Janine Stieger: Es ist der Sprung ins Erwachsensein, der vielen Angst macht. Sie haben ihre Ausbildung oder ihr Studium abgeschlossen und ihre Kindheit ist endgültig vorbei. Jetzt steht ihnen alles offen und sie sind unabhängig. Sie müssen sich zum ersten Mal mit sich selbst auseinandersetzen. Eine Suche nach Sinn und Selbstfindung. Sie sind von der Vielfalt überwältigt und wollen nichts verpassen.

Ist die Quaterlife-Crisis ein neueres Problem?

Nein, sie hat nur einen neuen Namen bekommen. Die Fragen, wer bin ich und wo will ich hin, gab es schon immer, aber die Pandemie und vor allem die sozialen Medien haben die Krise angeheizt.

Weshalb?

Der ständige Vergleich und das rund um die Uhr setzt vielen zu. In den sozialen Medien wird immer alles schön dargestellt, allen geht es gut, sie können sich ständig Ferien leisten und sie haben den besten Job. Viele beginnen sich zu fragen, warum sie sich das nicht leisten können oder warum sie das alles ver­passen.

Was kann ich dagegen tun?

Detox. Raus in die Natur und beim Spazierengehen, Wandern oder Velofahren den Kopf durchlüften – ohne Handy und Ohrstöpsel. Oder mit Freun­den losziehen und in Vereinen aktiv sein, damit du einen guten Ausgleich findest.

Wie äussert sich eine Quarterlife-Crisis?

Oft bemerken die Betroffenen sie nicht von Anfang an. Sie spüren, dass etwas nicht stimmt, aber sie wissen nicht, was. Im Grunde hat jeder seine kleineren und grösseren Krisen. Aber es gibt Menschen, die so festgefahren sind, dass sie nicht mehr weiterkommen. Und wenn weder Freunde noch die Mutter, noch der Götti helfen können, sollte man sich unbedingt Hilfe holen von einem Arzt oder einem Psychologen.

Oder bei einem Coach wie dir. Wie sieht deine Arbeit mit den Betroffenen aus?

Es ist Hilfe zur Selbsthilfe. Oft ist der Ursprung eines Problems mit einem verdrängten Ereignis in der Kindheit verbunden, zum Beispiel Mobbing in der Schule oder Druck, den man sich auferlegt. Meine Aufgabe ist es, dies zu ergründen und Schicht für Schicht aufzulösen, um ihnen wieder ein Ziel zu geben und ihnen zu helfen, ihre Lebensfreude zurückzugewinnen. Oder um ihnen aufzuzeigen, was sie wirklich wollen.

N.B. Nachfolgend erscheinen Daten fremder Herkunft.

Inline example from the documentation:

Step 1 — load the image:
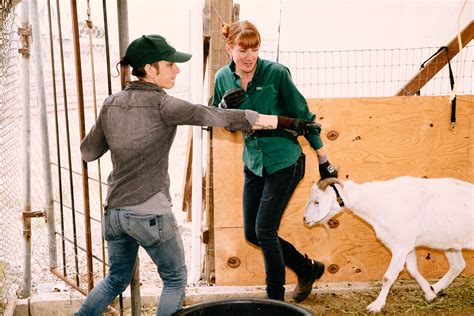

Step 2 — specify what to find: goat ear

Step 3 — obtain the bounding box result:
[318,178,344,191]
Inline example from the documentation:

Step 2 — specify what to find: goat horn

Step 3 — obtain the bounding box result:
[318,178,344,191]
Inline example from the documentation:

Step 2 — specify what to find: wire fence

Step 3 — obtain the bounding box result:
[262,44,474,98]
[0,1,22,315]
[0,0,474,315]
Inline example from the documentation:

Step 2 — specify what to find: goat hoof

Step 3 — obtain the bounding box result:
[367,302,383,313]
[425,292,436,303]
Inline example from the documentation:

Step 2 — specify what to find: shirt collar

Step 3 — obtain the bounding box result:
[229,57,263,81]
[125,80,164,92]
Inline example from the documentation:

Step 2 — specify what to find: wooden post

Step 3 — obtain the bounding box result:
[203,0,233,283]
[396,21,474,96]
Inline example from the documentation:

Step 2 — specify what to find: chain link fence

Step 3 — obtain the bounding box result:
[0,0,22,315]
[0,0,474,315]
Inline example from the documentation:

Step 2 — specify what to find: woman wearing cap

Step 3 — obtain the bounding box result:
[75,35,318,316]
[213,21,337,302]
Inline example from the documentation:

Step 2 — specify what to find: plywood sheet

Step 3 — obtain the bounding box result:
[213,96,474,285]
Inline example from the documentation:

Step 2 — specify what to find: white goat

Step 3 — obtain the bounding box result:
[304,177,474,312]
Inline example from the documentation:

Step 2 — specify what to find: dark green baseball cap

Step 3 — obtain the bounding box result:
[123,34,192,68]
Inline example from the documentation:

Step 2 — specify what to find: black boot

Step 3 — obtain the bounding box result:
[293,255,324,303]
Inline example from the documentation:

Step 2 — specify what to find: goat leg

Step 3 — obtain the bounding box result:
[367,249,409,313]
[433,250,466,294]
[407,249,436,302]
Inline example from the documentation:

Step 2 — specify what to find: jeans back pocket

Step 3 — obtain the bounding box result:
[125,213,163,247]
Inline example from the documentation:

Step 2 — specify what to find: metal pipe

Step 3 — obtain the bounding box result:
[117,0,137,316]
[48,0,65,274]
[31,0,57,267]
[87,0,109,277]
[71,0,94,291]
[117,0,130,90]
[102,0,112,95]
[18,1,31,298]
[56,0,79,286]
[189,0,203,282]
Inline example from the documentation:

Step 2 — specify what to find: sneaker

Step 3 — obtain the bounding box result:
[293,255,324,303]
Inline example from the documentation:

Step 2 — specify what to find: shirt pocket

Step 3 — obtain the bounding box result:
[125,213,163,247]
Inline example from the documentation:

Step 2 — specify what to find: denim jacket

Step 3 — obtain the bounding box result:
[81,81,258,209]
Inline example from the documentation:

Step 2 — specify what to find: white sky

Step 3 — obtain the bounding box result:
[124,0,474,51]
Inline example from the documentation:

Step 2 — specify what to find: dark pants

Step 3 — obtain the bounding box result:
[243,155,305,300]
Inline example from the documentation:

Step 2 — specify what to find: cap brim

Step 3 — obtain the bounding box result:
[165,52,192,63]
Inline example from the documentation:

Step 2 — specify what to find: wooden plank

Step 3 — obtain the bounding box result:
[396,20,474,96]
[213,96,474,285]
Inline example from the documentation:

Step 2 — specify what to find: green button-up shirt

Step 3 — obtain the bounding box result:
[213,58,323,176]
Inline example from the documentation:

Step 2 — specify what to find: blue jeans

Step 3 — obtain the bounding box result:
[243,155,305,300]
[75,208,187,316]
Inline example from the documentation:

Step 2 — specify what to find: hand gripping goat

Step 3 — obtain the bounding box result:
[304,177,474,312]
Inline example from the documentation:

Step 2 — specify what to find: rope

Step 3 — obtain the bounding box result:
[448,0,469,128]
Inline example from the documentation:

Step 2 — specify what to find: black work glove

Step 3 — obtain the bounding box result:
[319,161,337,180]
[219,88,245,109]
[277,115,319,137]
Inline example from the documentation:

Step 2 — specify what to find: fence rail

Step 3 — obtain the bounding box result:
[0,0,474,314]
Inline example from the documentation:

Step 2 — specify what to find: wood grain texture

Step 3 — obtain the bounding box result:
[213,96,474,285]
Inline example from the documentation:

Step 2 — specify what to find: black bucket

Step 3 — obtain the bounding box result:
[173,298,313,316]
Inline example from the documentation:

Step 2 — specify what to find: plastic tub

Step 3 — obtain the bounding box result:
[173,298,313,316]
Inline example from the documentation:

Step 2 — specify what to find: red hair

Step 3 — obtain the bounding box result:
[222,21,261,49]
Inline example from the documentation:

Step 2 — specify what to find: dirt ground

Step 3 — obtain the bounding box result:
[299,277,474,315]
[132,276,474,316]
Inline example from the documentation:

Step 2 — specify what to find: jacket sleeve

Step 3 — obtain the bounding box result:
[81,112,109,162]
[279,67,323,150]
[160,95,258,131]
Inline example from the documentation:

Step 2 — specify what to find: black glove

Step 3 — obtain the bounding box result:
[219,88,245,109]
[319,161,337,180]
[277,115,319,137]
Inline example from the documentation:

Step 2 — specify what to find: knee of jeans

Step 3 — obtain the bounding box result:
[162,266,188,287]
[108,273,132,292]
[256,230,278,246]
[245,231,259,246]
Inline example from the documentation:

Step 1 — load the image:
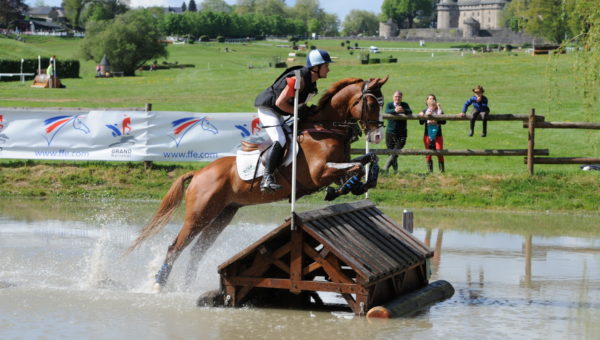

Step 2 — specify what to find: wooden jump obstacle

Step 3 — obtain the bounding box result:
[523,109,600,175]
[209,200,454,316]
[31,74,61,89]
[350,114,550,156]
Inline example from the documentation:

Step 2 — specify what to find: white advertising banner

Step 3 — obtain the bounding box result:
[0,109,267,162]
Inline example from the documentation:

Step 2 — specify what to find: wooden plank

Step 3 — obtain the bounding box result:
[350,149,550,156]
[523,122,600,130]
[313,215,382,277]
[217,221,291,273]
[304,221,370,279]
[326,214,394,276]
[350,210,420,269]
[224,276,367,294]
[290,226,303,293]
[364,210,431,263]
[383,114,545,122]
[525,157,600,164]
[372,209,433,256]
[337,210,397,275]
[304,245,354,283]
[297,200,375,222]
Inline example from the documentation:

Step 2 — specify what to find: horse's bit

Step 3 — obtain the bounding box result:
[351,81,383,134]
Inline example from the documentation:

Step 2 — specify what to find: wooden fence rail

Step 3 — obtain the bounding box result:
[350,149,550,156]
[525,157,600,164]
[383,113,545,122]
[523,122,600,130]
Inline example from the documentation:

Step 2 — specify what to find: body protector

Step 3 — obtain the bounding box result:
[254,66,317,116]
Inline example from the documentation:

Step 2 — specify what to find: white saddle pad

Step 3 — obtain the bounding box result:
[235,143,298,181]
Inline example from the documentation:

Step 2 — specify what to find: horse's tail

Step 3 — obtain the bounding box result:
[125,171,194,254]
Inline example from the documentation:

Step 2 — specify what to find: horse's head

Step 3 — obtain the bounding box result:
[319,77,388,144]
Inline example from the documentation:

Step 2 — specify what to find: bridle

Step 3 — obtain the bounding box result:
[350,81,384,134]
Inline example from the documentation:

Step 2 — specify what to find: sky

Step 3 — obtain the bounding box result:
[25,0,383,21]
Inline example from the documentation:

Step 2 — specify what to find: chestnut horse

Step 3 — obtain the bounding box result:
[128,77,388,290]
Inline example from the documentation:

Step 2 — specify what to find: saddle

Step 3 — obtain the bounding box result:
[236,131,298,181]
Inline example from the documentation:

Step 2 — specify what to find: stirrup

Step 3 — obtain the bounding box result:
[260,174,281,192]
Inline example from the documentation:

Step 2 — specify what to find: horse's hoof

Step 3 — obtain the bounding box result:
[325,187,339,201]
[152,282,162,293]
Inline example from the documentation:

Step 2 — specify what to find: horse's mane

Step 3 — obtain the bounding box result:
[319,78,363,107]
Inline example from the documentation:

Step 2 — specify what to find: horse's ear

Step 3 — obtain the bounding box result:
[377,74,390,86]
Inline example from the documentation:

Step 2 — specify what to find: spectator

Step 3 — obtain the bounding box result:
[383,91,412,172]
[460,85,490,137]
[419,94,446,172]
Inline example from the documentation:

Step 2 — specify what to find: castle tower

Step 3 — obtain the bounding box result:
[437,0,459,29]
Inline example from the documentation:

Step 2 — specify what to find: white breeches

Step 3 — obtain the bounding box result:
[258,106,285,146]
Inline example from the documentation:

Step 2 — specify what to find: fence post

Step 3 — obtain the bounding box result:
[144,103,152,170]
[402,209,414,233]
[527,109,535,176]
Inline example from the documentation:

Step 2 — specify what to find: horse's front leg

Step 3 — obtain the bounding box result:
[325,153,379,201]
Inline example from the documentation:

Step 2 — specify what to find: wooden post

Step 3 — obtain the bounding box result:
[290,227,303,294]
[144,103,152,170]
[402,210,414,234]
[527,109,535,176]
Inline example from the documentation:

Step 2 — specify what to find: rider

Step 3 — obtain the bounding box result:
[254,49,332,191]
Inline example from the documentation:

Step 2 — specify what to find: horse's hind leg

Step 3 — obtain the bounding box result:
[185,206,239,286]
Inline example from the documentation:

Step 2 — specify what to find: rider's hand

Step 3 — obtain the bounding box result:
[298,105,318,118]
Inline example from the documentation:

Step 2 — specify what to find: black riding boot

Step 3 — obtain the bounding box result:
[260,142,284,191]
[481,113,487,137]
[469,113,477,137]
[382,155,398,173]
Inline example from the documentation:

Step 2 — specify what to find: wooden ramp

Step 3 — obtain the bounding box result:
[31,74,60,89]
[218,200,433,314]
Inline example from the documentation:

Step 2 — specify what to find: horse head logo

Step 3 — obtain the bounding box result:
[105,116,135,147]
[42,115,90,146]
[169,117,219,147]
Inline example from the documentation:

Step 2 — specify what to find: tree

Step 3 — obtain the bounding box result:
[381,0,433,28]
[188,0,198,12]
[81,10,168,76]
[0,0,29,27]
[343,9,379,35]
[290,0,324,25]
[80,0,129,25]
[200,0,231,13]
[234,0,256,14]
[62,0,90,27]
[254,0,288,18]
[504,0,580,43]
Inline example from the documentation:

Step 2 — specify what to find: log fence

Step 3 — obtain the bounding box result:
[351,109,600,175]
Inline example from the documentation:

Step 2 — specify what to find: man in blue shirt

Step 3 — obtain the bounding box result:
[460,85,490,137]
[383,91,412,172]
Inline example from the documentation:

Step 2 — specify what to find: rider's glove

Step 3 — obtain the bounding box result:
[298,105,318,119]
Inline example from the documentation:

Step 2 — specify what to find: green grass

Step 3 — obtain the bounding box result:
[0,37,600,211]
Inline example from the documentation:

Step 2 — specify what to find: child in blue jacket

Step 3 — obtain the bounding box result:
[460,85,490,137]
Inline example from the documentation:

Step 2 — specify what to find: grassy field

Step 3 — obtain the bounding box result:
[0,37,600,211]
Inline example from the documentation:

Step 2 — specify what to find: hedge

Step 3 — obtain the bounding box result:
[0,58,79,80]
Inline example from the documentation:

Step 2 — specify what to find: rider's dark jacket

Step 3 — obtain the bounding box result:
[254,66,317,116]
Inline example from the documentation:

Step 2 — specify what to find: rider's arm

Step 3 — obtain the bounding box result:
[275,77,296,114]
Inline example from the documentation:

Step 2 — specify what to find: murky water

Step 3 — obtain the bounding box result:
[0,200,600,339]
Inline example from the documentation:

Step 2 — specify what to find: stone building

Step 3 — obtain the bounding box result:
[437,0,510,30]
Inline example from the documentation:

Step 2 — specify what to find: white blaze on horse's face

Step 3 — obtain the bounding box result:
[367,97,383,144]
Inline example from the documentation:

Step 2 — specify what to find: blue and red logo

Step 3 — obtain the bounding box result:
[169,117,219,147]
[42,115,90,146]
[105,115,135,147]
[234,118,262,137]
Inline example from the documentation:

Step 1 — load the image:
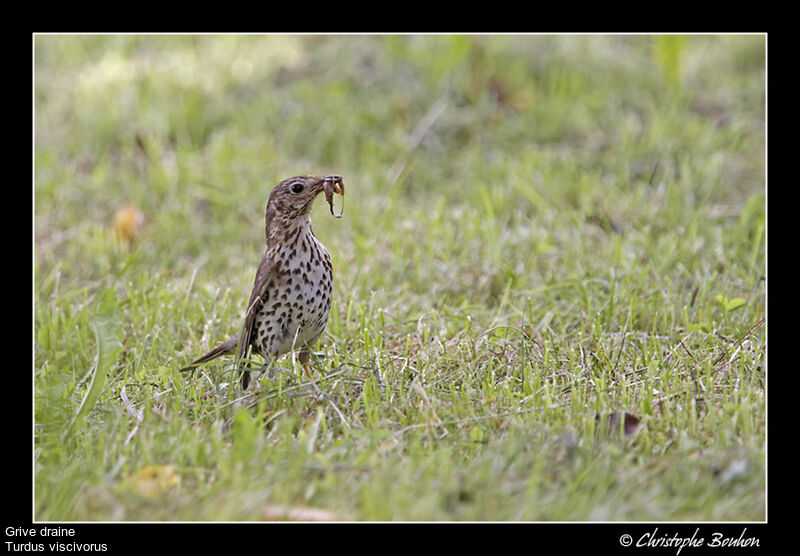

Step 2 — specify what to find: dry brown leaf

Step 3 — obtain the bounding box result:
[114,204,144,243]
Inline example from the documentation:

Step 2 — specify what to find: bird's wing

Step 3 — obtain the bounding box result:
[236,251,281,363]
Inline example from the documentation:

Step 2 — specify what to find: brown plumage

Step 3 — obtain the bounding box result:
[181,176,344,388]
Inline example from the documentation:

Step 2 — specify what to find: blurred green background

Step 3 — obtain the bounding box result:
[34,35,766,519]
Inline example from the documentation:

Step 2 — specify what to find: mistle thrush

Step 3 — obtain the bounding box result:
[181,176,344,389]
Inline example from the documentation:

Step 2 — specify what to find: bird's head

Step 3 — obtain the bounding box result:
[266,175,344,239]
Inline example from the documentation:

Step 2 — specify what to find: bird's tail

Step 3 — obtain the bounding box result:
[180,334,239,372]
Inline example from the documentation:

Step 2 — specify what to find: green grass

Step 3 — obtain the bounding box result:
[34,35,766,521]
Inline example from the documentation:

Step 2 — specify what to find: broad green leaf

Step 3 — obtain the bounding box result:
[68,290,122,431]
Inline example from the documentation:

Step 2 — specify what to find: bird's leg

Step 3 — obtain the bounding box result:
[297,349,311,378]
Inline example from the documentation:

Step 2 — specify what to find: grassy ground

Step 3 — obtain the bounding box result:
[33,35,766,521]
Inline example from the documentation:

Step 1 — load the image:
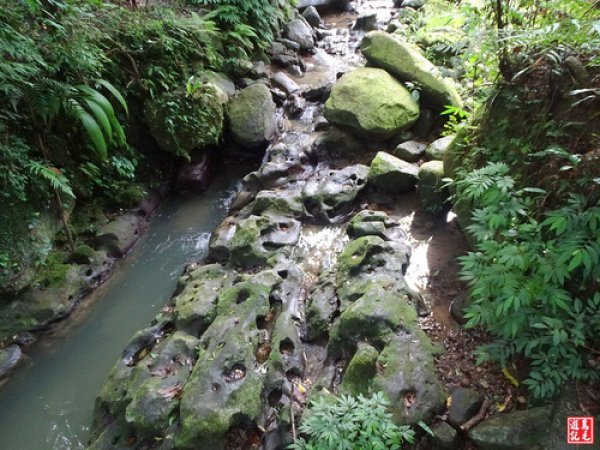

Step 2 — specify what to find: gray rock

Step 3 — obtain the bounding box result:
[469,406,552,450]
[425,135,454,161]
[227,84,277,148]
[283,16,315,50]
[0,345,23,380]
[394,141,427,162]
[369,152,419,193]
[431,422,460,450]
[95,214,144,257]
[271,72,300,95]
[448,388,483,428]
[302,6,321,27]
[302,164,369,223]
[352,11,377,31]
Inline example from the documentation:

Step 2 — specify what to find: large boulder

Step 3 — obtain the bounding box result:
[469,407,552,450]
[360,31,462,108]
[283,16,315,50]
[227,83,277,148]
[324,68,419,140]
[369,152,419,193]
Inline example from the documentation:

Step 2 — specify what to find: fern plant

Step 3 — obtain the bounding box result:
[288,392,415,450]
[456,163,600,398]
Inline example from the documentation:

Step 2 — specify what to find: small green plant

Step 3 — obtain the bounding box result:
[288,392,415,450]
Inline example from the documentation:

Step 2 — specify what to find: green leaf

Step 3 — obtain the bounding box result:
[77,109,108,161]
[96,79,129,114]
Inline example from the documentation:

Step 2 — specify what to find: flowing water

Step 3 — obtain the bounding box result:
[0,166,249,450]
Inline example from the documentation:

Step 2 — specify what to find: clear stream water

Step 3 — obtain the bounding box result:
[0,166,250,450]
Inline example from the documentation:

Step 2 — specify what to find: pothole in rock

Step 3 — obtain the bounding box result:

Janine Stieger ist seit mehreren Jahren als Coach und Beraterin tätig und hat in Rebstein ihre eigene Praxis.
Janine Stieger ist seit mehreren Jahren als Coach und Beraterin tätig und hat in Rebstein ihre eigene Praxis.
Bild: pd

Welche Auswirkungen kann die Krise haben?

Es gibt verschiedene Aspekte. Zum einen psychische Symp­tome wie Panikattacken oder Angstzustände. Oder körper­liche Symptome, wenn man nicht mehr gut schlafen kann, depressive Phasen hat, Herzklopfen, Magenschmerzen oder auch extrem müde ist. Oder soziale Symptome wie sich zurückziehen. Nicht zu Verabredungen mit Freunden gehen, kurzfristig absagen oder nicht mit der Familie zu Abend essen.

Sind Frauen gleichermassen betroffen wie Männer?

Ja. In den letzten Jahren kommen auch immer mehr Männer zu mir und bitten um Hilfe.

Wie lange dauert der Prozess?

Das ist sehr unterschiedlich. Aber wichtig ist: Es geht da­rum, in Bewegung zu kommen. Wer etwas verändern will, bei dem passiert auch etwas. Auch kleine Schritte sind am Anfang sehr wichtig.

Gibt es einen SOS-Soforttipp?

Erstellt eine Notfallliste. Mach dir an einem guten Tag eine Liste mit Dingen, die dir heute gut getan haben. Zum Beispiel Musik hören, Kochen, ins Fitnessstudio zu gehen oder mit der Freundin eine Pizza zu essen. Meistens ist es nur die Überwindung, dorthin zu gehen, aber hinterher merkt man, dass es einem hilft.